Le reste de la journée se déroula sans plus de difficulté. Ma sœur rejoignit en avance notre appartement à cause d’un prof absent. De mon côté, j’étais rentrée après mon cours de sociologie de dix-sept heures. Notre logement, situé à cinq minutes à pied du campus, avait été acheté six mois plus tôt par Gab en prévision de notre entrée à l’université. Elle m’avait fait la surprise lors de notre arrivée à Munich.
Ayant toutes les deux hérité de la fortune colossale de nos parents décédés dix ans plus tôt pour nos dix-huit ans, elle n’avait eu aucun mal à l’acquérir.
***
— Non, non, non, ça ne va pas !
— Gab, ça fait une heure que tu dépouilles ta garde-robe alors que la deuxième robe que tu as essayée était parfaite.
— Non, elle était trop verte !
— Tu as dit la même chose de la bleue, de la noire, ainsi que de la rouge à paillettes. Tu m’expliques pourquoi tu gardes toutes ces robes si aucune ne te convient ? répondis-je, lassée, en écartant les bras pour lui montrer les tas de vêtements laissés sans vie sur le sol de sa chambre en un désordre indescriptible.
— Elles ne conviennent pas à cette sortie, je n’ai jamais dit que je ne les utilisais pas, rétorqua-t-elle, les mains sur les hanches.
— En tout cas, je vois que niveau lingerie, tu as fait fort. Tu comptes séduire quelqu’un ? Parce que je te préviens, tu ne ramènes personne ici.
— Mais non, sœurette, tu sais bien que je n’aime que toi, répliqua-t-elle en me faisant un bisou sur le front.
— C’est ça, fiche-toi de moi.
Gabriella opta finalement pour sa robe noire tombant au niveau des genoux, une paire d’escarpins et un maquillage de soirée.
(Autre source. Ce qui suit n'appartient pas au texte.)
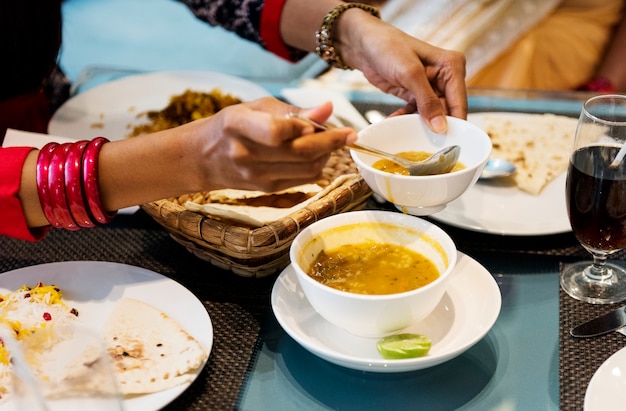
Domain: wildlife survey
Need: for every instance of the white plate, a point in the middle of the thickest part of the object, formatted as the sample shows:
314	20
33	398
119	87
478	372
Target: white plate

Pour ma part, je me contentai d’un trait d’eye-liner, d’un cache-cœur gris à manches courtes couplé avec une veste noire, d’un jean slim et d’une paire de boots de la même couleur. Le tout complété par un pendentif représentant un loup roulé sur lui-même et orné d’une pierre de lune.
Ce dernier ne me quittait plus depuis son acquisition quelques mois plus tôt. Mon oncle me l’avait remis à ma majorité, de la part de mes défunts parents. Il m’avait expliqué que cette pierre avait le pouvoir de me protéger des dangers et que je ne devais jamais m’en défaire, quelle qu’en soit la raison. Par hommage, je ne l’avais encore jamais retiré.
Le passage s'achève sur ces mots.